A basic implementation of an LC-3 VM in Rust, following Write your own virtual machine.

Examples

To create a Hello world object file, run

cargo run --example hello_world

You should now have a hello_world.obj file under ./examples, which you can then run on the VM with

cargo run --release -- ./examples/hello_world.obj

and get a

Hello world!

For more interesting examples, you can download the assembled versions of 2048 and Rogue and run them in the same way, e.g., assuming you download 2048.obj to the repository's root directory:

cargo run --release -- 2048.obj

Disassembly

You can disassemble code by passing --disassemble as the first argument:

cargo run -- --disassemble ./examples/hello_world.obj

which, in this example, should output the following:

0x3000 1110 0000 0000 0010 LEA R0 0x3003
0x3001 1111 0000 0010 0100 TRAP PUTSP
0x3002 1111 0000 0010 0101 TRAP HALT
0x3003 0110 0101 0100 1000 LDR R2 R5 0x8
0x3004 0110 1100 0110 1100 LDR R6 R1 0xFFEC
0x3005 0010 0000 0110 1111 LD R0 0x3075
0x3006 0110 1111 0111 0111 LDR R7 R5 0xFFF7
0x3007 0110 1100 0111 0010 LDR R6 R1 0xFFF2
0x3008 0010 0001 0110 0100 LD R0 0x2F6D
0x3009 0000 0000 0000 1010 BR 0x3014

Do note, however, that this disassembler does not distinguish between code and data.
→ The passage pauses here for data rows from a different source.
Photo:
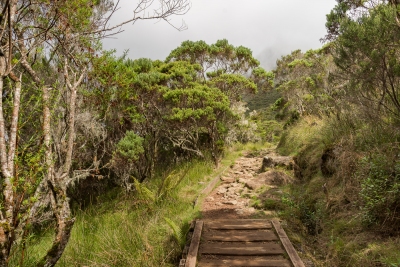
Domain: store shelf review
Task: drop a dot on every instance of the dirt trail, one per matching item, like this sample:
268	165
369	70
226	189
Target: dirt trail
231	199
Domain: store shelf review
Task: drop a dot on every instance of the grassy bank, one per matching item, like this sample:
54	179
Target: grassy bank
342	208
143	228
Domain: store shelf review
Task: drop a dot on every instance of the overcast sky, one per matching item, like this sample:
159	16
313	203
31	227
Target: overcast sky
270	28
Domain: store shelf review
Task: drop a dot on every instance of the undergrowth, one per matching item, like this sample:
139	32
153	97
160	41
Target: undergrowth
344	208
144	228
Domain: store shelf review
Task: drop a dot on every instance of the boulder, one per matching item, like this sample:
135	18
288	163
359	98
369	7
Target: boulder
274	178
277	161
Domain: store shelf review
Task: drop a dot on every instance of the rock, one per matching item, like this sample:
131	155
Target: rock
231	202
228	179
221	191
253	185
274	161
275	178
242	180
239	211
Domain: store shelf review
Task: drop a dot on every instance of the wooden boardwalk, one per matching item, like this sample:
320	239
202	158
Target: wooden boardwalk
240	242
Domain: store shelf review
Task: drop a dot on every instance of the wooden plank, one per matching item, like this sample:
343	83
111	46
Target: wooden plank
236	236
241	249
194	245
294	257
212	184
247	263
239	224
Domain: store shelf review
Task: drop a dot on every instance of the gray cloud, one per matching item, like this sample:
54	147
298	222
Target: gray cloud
269	28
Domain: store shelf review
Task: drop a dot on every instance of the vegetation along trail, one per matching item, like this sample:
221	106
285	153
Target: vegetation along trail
105	160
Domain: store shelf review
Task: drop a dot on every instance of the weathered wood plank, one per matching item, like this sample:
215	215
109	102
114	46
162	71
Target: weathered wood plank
194	245
294	257
247	263
237	236
238	224
241	249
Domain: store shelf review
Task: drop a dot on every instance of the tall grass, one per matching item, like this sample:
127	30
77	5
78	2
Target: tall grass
125	229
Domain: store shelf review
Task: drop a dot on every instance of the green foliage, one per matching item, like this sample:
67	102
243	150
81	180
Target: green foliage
178	234
366	52
303	80
131	146
380	188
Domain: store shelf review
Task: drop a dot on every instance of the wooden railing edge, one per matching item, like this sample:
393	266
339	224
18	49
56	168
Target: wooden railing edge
194	245
294	257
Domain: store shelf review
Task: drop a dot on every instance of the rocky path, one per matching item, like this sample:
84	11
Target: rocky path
248	177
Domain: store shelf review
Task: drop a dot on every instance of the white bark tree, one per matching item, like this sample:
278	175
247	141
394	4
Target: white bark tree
64	34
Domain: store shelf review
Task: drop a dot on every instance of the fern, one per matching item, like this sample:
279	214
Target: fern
178	234
144	193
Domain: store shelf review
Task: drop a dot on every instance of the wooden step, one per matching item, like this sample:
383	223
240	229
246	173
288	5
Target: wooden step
241	249
246	263
239	236
238	224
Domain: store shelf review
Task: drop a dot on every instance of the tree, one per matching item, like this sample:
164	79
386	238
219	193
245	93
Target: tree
367	53
64	36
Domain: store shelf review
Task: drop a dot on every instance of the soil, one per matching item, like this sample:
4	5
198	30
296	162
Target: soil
243	180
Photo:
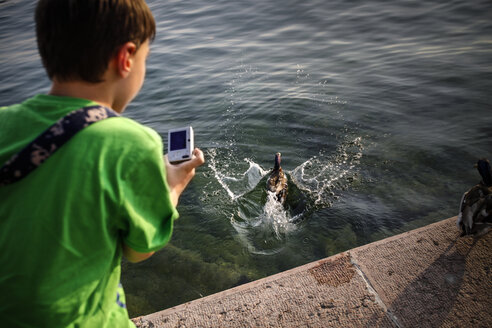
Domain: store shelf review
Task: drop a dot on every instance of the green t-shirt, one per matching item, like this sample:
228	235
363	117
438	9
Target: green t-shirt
62	226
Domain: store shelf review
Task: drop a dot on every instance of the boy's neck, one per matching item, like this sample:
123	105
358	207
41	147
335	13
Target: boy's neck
98	92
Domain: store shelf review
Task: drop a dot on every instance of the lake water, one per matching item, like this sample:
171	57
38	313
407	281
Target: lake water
379	108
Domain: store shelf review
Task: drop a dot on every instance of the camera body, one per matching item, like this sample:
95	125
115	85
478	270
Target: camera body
180	144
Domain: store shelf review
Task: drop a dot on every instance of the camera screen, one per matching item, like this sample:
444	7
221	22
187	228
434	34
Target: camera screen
178	140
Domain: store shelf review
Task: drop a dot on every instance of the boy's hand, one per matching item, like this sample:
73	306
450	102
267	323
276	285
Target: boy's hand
179	175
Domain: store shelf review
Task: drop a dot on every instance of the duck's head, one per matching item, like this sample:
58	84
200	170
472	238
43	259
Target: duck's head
483	167
278	158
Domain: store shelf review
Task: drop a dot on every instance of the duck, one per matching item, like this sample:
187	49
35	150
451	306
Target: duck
475	214
277	181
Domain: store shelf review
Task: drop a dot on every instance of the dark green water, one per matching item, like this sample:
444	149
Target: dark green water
379	108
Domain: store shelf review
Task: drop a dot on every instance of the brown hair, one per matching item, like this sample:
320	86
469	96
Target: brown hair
77	38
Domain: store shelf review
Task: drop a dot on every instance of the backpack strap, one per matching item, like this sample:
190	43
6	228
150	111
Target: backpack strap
48	142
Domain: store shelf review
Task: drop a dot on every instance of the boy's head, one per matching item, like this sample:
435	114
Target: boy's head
78	38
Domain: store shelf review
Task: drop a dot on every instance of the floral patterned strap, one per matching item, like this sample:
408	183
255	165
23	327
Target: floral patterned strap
48	142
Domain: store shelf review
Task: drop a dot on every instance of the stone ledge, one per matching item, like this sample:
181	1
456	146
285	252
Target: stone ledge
428	277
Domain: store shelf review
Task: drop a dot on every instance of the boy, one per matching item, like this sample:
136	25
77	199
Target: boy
106	192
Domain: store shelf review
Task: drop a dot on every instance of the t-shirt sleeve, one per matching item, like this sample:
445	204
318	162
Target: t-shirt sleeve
147	211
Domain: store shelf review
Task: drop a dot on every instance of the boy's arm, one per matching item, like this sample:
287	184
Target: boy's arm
178	177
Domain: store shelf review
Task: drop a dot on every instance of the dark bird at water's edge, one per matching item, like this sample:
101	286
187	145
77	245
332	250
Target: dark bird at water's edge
475	216
277	182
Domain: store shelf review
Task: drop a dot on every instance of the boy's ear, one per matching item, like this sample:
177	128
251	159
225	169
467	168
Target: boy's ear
124	58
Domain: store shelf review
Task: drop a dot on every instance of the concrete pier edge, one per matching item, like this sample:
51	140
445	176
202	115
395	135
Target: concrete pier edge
427	277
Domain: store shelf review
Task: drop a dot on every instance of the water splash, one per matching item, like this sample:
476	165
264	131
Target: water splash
261	222
322	175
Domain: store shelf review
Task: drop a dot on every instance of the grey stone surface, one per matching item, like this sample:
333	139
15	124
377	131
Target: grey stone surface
424	278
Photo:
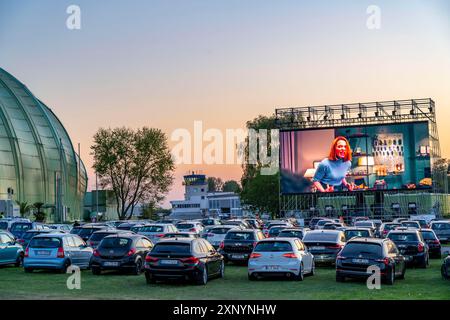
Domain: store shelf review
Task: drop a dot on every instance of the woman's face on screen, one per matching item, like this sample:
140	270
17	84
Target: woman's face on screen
341	148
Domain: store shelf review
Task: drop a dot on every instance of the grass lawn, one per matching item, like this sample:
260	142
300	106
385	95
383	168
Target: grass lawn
418	284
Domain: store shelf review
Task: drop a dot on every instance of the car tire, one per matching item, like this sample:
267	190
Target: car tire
203	279
138	267
96	271
149	278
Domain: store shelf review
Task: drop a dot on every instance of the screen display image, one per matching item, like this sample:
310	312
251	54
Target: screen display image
346	159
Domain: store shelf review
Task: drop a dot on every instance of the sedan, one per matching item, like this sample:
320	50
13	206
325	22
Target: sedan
287	257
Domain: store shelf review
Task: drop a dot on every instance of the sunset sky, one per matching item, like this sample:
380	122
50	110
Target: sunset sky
168	63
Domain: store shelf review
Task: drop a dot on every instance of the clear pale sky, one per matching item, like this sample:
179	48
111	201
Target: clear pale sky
168	63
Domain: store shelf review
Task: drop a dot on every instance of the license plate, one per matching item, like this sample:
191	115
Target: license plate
365	261
171	262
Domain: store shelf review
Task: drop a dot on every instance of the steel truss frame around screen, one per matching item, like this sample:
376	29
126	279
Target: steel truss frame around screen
363	114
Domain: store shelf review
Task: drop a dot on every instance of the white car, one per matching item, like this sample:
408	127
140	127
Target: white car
287	257
216	234
156	231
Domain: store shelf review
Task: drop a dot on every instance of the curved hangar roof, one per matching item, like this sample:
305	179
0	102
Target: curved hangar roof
36	152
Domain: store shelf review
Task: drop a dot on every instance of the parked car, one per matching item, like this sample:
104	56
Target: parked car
386	227
181	235
121	251
411	245
293	233
434	245
411	224
187	258
156	231
11	252
238	244
95	238
280	256
445	268
324	244
18	228
361	253
442	230
190	226
27	236
56	251
352	232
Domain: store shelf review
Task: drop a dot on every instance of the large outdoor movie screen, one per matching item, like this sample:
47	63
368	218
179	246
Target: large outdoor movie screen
346	159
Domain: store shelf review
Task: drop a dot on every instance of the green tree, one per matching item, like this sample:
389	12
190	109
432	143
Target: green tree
231	186
260	192
214	184
24	208
136	165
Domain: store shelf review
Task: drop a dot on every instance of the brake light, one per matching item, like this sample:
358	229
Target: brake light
151	259
385	261
420	247
190	260
60	253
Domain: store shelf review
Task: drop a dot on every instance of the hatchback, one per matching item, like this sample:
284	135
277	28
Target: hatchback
361	253
121	252
187	259
324	244
287	257
56	251
10	251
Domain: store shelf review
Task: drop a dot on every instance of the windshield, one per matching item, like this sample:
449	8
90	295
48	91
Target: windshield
403	237
47	242
356	248
115	242
240	236
273	246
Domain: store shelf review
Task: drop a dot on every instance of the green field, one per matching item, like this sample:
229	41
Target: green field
418	284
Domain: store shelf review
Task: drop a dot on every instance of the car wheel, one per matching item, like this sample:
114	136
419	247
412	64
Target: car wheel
149	278
138	267
203	280
96	271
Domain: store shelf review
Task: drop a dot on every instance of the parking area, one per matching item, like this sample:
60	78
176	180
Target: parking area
418	284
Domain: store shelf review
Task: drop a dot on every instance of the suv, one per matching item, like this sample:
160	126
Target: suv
361	253
186	258
238	244
121	252
411	245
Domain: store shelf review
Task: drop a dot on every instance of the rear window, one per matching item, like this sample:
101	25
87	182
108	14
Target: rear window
273	246
355	248
115	242
240	236
219	230
21	226
173	248
314	237
403	237
152	229
45	242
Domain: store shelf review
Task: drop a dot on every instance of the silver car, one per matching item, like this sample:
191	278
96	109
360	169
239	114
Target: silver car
286	257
In the example above, everything below

0x3002 1111 0000 0010 0101 TRAP HALT

is actually just data (it's the null terminated string Hello world!\n), but because (as far as I know) there are no agreed upon code and data sections in an LC3 object file, the disassembler will just interpret everything as code.